Neural basis for mutant ATAXIN-1 induced respiratory dysfunction in mouse models of spinocerebellar ataxia type 1.

Abstract

Spinocerebellar ataxia type 1 is a neurodegenerative disease characterized by motor dysfunction and premature death usually from compromised swallowing and respiration. Using plethysmography, we characterized respiration in the conditional f-ATXN1SCA1 model. We found a progressive elevation of baseline respiration that impairs ability of f-ATXN1mice to increase breathing during challenge. To delineate regions contributing to respiratory dysfunction, f-ATXN1mice were crossed with Nestin-Cre and Acta1-Cre mice, respectively. Respiration improved by removing mATXN1 from neural lineages, but not from skeletal muscle demonstrating mATXN1 in the central nervous system is a key driver of respiratory dysfunction in SCA1 mouse models. Moreover, respiratory dysfunction in SCA1 mice involves two aspects: behavioral dysregulation exhibited as increased movement during plethysmography, and functional dysregulation of respiratory circuitry.
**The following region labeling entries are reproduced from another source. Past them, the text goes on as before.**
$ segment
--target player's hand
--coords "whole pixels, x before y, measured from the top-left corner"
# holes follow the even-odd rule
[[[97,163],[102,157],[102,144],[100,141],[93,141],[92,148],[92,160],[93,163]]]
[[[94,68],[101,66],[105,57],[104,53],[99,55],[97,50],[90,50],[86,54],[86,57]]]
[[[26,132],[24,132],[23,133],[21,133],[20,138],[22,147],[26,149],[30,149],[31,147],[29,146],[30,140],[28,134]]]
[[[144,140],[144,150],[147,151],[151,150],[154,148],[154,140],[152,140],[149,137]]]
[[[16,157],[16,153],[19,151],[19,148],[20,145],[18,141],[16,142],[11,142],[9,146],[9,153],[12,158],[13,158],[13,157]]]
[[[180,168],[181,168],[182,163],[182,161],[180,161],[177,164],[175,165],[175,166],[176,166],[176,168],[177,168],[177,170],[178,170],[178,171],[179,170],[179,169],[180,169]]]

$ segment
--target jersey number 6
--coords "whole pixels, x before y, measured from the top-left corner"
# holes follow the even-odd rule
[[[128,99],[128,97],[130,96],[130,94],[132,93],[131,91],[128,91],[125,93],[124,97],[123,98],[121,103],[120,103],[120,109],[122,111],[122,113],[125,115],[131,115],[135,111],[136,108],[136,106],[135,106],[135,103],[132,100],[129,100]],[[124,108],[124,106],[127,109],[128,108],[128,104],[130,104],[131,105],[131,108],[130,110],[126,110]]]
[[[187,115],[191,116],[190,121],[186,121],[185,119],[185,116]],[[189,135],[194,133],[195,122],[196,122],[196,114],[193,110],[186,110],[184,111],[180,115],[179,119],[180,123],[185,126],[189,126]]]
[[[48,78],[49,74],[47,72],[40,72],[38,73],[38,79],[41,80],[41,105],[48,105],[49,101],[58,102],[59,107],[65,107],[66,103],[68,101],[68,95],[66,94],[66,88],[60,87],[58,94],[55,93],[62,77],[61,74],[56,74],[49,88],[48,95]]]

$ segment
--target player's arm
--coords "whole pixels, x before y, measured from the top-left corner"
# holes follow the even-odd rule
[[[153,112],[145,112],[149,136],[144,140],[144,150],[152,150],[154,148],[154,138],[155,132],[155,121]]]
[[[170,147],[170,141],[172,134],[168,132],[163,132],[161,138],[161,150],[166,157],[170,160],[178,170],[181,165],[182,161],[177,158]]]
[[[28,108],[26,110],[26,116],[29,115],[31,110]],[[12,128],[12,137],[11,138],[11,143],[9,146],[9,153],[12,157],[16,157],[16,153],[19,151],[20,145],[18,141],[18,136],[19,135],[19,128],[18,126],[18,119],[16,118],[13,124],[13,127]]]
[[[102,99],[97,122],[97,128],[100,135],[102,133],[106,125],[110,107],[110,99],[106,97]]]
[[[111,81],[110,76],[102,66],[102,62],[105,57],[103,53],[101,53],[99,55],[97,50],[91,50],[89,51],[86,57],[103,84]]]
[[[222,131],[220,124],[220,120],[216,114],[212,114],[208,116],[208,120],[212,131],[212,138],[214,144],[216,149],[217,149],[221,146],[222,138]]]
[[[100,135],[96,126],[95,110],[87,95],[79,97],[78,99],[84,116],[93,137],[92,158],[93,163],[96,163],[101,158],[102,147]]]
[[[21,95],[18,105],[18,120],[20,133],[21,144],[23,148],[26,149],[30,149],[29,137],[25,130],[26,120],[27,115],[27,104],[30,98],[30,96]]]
As both of these aspects are rescued by deleting mATXN1 from neural cells, we further investigated the role of cerebellar Purkinje cells and chemosensing neurons in the brain stem in SCA1 respiratory phenotype. Our results indicate complex multiregional etiology of respiratory dysfunction. Mechanistically we found that in contrast to most other SCA1 symptoms, nuclear localization of mATXN1 does not play a key role in respiratory dysfunction.